Tomaré un Martini con hielo.
El fotógrafo pasa junto a mí. Resulta evidente que está cansado.
De repente me pregunto por qué Miller quiere que esté presente, así que lo
miro y hago un gesto en dirección a la puerta, pero él niega con la cabeza y me
indica que me siente en el sofá mientras coge el cuaderno de la señorita Low y se lo
deposita en la mano. Quiere que me quede.

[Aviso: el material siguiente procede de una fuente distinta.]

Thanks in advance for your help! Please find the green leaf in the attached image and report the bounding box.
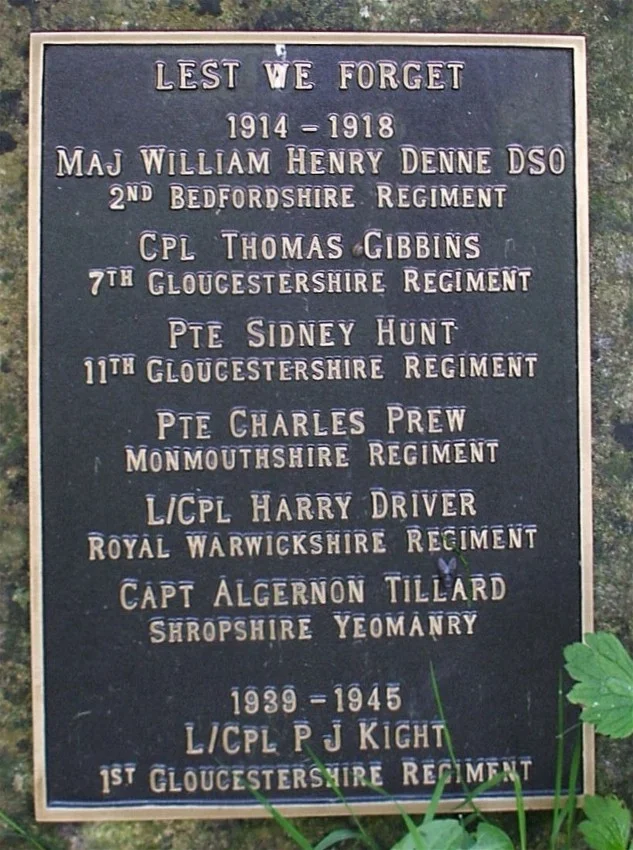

Cierro la puerta y observo cómo el fotógrafo toma asiento junto a la mujer y
deja caer la cámara sobre su regazo.
—¿Desea tomar algo? —Miller está mirando al hombre, pero veo que éste
niega con la cabeza.
—No, estoy bien así.
—Voy a buscar las bebidas —proclamo abriendo de nuevo la puerta—. ¿Un
Martini y un whisky escocés?
—¡Con hielo! —exclama la mujer volviéndose y dándome otro repaso—. No
te olvides del hielo.
—Con hielo —confirmo mirando a Miller, que asiente en señal de
agradecimiento.
»Vuelvo enseguida —digo dando las gracias por no tener que soportar la voz
chillona de Diana Low durante un rato.
Han bajado la luz y encendido los focos azules. El bar vuelve a tener el brillo
que yo recordaba. Hay varias barras abiertas para elegir, y al final me dirijo a la
misma en la que Miller se ha reunido antes con Tony. Hay un chico joven en
cuclillas, reponiendo la nevera.
—Hola —saludo para llamar su atención—. ¿Me pones un Martini con hielo
y un whisky escocés solo?
—¿Para el señor Hart?
Asiento y él se pone en acción. Saca un vaso liso y le da una friega extra antes
de verter en él unos dedos de whisky y deslizármelo por la barra.
—¿Y un Martini?
—Sí, por favor.
Mientras el camarero prepara la bebida me quedo de pie, incómoda, como si
mil ojos me miraran. Sé que Tony tiene curiosidad. Lo miro y me dedica una
pequeña sonrisa que no hace que me sienta mejor. Su rostro redondo parece
pensativo.
—¿Qué tal por ahí abajo? —pregunta rompiendo el incómodo silencio.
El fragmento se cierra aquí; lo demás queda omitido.